Prazo – Outro ponto que impacta diretamente as empresas é o tempo para a finalização de um contrato assinado. Das companhias dos segmentos de comércio e serviços com 50 a 99 funcionários, por exemplo, que trabalham com a assinatura tradicional, 50% conseguem finalizar seus contratos em até cinco dias. Já empresas com as mesmas características que afirmam atuar com assinatura on-line, 100% conseguem finalizar dentro do mesmo prazo.

“Algumas companhias já utilizam o certificado digital para cumprir com seus compromissos fiscais mensalmente, mas às vezes desconhecem que é possível assinar documentos digitalmente com o mesmo certificado. Ainda assim, muitas ainda não adotaram esse formato digital em seus processos. É importante destacar além das empresas, as pessoas físicas também podem assinar seus documentos e que esse tipo de assinatura possui validade jurídica, Lei 11.419, de 2006”, diz Balassiano.

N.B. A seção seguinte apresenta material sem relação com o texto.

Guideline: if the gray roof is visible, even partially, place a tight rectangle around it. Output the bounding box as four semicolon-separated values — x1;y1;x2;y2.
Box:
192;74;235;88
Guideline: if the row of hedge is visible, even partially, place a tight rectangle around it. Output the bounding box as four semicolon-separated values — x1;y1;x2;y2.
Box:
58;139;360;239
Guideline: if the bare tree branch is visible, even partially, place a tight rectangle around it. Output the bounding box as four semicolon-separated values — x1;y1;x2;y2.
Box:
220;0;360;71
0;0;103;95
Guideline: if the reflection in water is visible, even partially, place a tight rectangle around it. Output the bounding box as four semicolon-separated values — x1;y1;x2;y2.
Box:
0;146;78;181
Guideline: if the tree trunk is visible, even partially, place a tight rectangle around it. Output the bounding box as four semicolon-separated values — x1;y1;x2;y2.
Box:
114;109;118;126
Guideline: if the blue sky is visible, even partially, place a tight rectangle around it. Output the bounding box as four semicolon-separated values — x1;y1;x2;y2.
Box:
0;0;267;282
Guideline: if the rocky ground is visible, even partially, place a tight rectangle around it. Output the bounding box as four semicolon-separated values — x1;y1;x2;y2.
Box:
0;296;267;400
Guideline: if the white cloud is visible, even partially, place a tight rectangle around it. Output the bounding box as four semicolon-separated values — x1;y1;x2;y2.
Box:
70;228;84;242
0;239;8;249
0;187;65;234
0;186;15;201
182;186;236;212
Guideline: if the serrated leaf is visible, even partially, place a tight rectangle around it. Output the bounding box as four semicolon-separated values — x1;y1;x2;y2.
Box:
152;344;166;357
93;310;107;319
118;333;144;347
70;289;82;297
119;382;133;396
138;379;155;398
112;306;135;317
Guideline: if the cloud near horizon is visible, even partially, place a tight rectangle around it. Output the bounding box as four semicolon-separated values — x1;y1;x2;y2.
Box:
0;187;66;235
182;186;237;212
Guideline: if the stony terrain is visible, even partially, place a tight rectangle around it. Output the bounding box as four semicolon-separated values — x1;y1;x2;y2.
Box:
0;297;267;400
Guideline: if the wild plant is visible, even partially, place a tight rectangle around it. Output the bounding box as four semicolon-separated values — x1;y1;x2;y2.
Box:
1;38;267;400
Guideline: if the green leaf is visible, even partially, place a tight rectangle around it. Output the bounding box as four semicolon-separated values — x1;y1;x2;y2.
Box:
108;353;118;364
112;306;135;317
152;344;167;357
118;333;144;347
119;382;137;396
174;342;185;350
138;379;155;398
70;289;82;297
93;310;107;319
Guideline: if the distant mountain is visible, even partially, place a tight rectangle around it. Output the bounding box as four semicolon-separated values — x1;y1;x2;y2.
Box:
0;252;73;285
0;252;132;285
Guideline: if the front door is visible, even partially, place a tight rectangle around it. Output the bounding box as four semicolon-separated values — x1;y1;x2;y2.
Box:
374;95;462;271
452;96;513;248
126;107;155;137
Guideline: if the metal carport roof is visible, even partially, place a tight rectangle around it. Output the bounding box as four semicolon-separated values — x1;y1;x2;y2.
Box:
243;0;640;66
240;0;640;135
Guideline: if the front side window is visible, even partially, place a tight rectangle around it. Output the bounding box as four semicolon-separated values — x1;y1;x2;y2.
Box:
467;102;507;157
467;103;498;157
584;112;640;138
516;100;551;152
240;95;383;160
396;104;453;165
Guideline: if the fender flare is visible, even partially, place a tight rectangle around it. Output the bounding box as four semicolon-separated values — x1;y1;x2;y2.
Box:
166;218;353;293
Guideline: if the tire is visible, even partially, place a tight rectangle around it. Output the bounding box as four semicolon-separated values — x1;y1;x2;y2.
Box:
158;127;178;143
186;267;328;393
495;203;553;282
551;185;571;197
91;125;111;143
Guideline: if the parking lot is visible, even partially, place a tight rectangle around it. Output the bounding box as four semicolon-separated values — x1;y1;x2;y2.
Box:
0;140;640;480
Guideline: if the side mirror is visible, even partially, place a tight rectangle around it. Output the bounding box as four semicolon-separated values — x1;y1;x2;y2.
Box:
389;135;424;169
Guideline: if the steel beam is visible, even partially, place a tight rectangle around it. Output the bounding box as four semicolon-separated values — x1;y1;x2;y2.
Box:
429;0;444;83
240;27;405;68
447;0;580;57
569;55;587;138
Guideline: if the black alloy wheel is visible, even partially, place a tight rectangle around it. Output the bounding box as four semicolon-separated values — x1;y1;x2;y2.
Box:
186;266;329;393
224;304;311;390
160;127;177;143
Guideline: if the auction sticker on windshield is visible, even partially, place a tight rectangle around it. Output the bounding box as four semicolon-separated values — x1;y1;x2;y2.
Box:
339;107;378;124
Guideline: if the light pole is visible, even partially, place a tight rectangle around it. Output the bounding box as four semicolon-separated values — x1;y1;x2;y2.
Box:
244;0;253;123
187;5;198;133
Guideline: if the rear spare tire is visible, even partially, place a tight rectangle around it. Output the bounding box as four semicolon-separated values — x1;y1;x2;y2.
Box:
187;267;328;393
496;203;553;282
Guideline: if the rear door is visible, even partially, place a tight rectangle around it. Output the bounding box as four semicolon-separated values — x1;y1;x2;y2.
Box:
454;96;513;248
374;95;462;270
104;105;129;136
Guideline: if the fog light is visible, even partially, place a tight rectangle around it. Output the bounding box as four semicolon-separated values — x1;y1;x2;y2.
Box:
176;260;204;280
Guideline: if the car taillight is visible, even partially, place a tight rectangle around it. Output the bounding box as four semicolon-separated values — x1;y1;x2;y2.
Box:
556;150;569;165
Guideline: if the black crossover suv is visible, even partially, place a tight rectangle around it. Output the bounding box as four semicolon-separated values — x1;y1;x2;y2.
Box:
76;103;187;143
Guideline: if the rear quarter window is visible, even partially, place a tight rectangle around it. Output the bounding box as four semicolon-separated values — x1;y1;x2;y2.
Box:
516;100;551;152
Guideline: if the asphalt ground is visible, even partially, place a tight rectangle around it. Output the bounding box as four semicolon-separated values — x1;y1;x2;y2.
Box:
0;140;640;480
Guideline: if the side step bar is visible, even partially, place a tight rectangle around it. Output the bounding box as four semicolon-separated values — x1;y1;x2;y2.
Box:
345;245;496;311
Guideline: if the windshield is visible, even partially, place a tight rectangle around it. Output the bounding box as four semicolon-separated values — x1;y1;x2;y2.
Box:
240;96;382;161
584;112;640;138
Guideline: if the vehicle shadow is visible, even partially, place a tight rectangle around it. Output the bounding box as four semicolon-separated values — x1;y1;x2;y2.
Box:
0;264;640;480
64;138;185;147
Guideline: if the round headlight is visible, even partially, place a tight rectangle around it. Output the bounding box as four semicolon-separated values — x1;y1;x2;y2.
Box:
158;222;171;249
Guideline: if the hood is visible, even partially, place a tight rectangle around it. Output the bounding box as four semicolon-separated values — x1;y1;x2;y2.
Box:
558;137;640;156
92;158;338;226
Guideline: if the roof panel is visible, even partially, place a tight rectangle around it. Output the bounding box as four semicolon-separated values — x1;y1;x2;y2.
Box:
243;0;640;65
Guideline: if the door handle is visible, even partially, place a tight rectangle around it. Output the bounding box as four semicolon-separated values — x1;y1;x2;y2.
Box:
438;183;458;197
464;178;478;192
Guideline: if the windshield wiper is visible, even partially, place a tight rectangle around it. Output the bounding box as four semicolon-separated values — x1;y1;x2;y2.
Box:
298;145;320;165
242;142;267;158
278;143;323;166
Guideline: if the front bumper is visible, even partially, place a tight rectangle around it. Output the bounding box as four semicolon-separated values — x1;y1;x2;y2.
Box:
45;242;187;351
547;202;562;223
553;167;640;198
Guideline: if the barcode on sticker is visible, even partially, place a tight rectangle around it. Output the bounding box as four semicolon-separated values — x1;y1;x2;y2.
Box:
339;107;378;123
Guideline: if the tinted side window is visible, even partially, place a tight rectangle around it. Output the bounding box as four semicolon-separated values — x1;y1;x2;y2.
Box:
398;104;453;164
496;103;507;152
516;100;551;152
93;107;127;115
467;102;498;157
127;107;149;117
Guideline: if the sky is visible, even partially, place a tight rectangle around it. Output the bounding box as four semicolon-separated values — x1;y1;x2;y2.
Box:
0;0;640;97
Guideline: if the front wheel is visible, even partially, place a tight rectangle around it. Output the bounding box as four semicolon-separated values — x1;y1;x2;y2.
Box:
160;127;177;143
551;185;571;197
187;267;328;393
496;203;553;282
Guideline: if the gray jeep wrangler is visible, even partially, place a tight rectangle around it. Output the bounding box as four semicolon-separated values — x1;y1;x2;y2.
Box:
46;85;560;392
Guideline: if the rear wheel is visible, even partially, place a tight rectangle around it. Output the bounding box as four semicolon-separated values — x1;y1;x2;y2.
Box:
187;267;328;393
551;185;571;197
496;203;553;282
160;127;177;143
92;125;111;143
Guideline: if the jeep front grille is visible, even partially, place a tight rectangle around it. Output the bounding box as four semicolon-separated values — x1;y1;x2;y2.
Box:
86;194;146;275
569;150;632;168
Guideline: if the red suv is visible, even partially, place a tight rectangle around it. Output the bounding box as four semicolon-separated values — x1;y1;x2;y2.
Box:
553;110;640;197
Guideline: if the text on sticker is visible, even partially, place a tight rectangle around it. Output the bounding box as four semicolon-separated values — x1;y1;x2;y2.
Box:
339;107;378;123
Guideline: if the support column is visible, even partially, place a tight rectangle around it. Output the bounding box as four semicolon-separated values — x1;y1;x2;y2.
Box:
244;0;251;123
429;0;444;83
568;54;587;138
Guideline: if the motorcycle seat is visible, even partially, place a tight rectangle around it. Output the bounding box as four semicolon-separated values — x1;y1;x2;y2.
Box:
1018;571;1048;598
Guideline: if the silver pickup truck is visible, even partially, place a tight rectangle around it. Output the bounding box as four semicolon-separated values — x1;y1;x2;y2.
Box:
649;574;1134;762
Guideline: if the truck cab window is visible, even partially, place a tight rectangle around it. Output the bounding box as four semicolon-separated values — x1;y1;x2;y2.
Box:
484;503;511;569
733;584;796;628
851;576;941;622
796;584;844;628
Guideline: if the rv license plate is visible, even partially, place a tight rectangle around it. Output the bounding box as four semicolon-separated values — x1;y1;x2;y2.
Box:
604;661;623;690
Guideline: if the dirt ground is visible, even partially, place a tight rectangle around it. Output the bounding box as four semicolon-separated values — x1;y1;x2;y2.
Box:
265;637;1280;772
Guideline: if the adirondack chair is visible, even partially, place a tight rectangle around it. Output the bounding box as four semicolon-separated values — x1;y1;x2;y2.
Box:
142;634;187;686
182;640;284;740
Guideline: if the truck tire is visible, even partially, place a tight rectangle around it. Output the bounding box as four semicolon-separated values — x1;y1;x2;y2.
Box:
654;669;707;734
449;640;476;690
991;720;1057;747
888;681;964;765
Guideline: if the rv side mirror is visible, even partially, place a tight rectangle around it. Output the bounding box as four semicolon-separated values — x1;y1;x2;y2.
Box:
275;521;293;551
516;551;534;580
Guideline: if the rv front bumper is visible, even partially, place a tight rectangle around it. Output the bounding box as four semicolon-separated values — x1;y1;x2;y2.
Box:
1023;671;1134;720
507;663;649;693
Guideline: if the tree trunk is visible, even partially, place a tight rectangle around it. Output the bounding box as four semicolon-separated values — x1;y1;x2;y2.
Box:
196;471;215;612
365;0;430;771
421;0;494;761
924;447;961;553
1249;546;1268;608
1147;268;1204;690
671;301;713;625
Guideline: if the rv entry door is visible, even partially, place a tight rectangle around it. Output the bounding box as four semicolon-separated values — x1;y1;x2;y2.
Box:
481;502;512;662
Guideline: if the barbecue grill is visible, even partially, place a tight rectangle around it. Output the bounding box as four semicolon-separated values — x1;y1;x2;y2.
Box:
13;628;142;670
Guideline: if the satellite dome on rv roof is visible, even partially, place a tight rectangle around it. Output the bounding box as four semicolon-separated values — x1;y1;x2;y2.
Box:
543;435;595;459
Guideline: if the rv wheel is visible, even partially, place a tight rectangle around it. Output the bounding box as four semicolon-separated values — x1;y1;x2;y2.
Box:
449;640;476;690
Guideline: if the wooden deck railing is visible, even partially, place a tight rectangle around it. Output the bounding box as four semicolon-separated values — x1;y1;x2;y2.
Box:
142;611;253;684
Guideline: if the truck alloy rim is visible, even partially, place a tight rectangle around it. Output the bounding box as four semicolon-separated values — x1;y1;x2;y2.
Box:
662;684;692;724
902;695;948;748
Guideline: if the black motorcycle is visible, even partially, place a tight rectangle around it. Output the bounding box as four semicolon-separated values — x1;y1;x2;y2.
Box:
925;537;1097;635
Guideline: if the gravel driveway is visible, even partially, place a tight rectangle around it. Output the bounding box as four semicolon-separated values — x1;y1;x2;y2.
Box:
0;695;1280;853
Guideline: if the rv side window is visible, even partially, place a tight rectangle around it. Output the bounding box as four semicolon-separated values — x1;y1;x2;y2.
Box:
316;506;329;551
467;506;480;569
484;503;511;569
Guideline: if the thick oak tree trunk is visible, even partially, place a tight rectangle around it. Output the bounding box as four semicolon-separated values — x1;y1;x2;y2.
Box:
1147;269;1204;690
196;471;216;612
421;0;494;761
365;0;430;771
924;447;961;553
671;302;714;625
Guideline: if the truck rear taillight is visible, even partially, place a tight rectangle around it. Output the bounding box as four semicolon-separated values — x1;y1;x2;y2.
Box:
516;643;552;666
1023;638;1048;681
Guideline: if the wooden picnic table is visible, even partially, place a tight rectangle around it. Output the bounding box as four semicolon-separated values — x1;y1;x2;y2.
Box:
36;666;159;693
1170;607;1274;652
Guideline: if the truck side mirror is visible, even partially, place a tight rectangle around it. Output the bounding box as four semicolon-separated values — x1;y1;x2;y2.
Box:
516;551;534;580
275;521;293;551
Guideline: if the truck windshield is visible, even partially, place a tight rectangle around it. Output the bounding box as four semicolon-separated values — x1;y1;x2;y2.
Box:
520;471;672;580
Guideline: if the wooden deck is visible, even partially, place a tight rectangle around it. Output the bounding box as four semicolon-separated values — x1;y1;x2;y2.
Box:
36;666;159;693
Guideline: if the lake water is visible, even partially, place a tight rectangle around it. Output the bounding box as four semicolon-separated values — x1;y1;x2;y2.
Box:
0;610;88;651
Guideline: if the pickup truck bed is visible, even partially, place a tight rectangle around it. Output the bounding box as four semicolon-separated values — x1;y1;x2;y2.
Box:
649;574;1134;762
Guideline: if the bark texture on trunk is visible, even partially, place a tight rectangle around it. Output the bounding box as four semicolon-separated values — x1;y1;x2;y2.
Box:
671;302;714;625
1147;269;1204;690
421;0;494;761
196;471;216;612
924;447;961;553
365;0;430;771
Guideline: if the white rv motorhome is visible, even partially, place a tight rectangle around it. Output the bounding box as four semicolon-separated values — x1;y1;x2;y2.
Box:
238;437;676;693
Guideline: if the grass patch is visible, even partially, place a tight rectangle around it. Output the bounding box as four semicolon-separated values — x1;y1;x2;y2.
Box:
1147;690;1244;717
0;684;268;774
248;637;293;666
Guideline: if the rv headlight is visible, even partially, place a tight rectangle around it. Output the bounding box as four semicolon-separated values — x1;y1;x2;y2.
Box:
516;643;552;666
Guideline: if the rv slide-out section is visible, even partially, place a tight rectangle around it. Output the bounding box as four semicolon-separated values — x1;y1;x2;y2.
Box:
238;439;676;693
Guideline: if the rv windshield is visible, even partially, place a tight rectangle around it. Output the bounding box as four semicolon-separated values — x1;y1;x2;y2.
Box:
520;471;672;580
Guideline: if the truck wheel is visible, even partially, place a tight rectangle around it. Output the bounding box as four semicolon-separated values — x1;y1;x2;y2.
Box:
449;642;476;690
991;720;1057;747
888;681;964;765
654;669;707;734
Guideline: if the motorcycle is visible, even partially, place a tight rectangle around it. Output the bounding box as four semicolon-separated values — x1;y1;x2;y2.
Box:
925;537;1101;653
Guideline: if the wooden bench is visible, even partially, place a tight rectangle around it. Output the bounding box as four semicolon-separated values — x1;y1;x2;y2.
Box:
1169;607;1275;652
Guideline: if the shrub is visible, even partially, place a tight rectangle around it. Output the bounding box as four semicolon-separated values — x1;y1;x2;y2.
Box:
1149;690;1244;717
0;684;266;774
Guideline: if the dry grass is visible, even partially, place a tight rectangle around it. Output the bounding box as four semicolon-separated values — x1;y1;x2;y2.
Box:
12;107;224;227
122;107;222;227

O tempo menor para assinar contratos está entre os benefícios apontados pelos respondentes da pesquisa, junto de mais segurança na troca de informações, menos burocracia, menos espaço para armazenar documentos e redução do uso de papel. Entre as empresas que já adotaram a assinatura digital, 44,7% a utilizam há mais de três anos, 25,1% usam entre um e três anos, 15,3% a menos de seis meses, 13,5% de seis meses a um ano e 1,5% não sabe.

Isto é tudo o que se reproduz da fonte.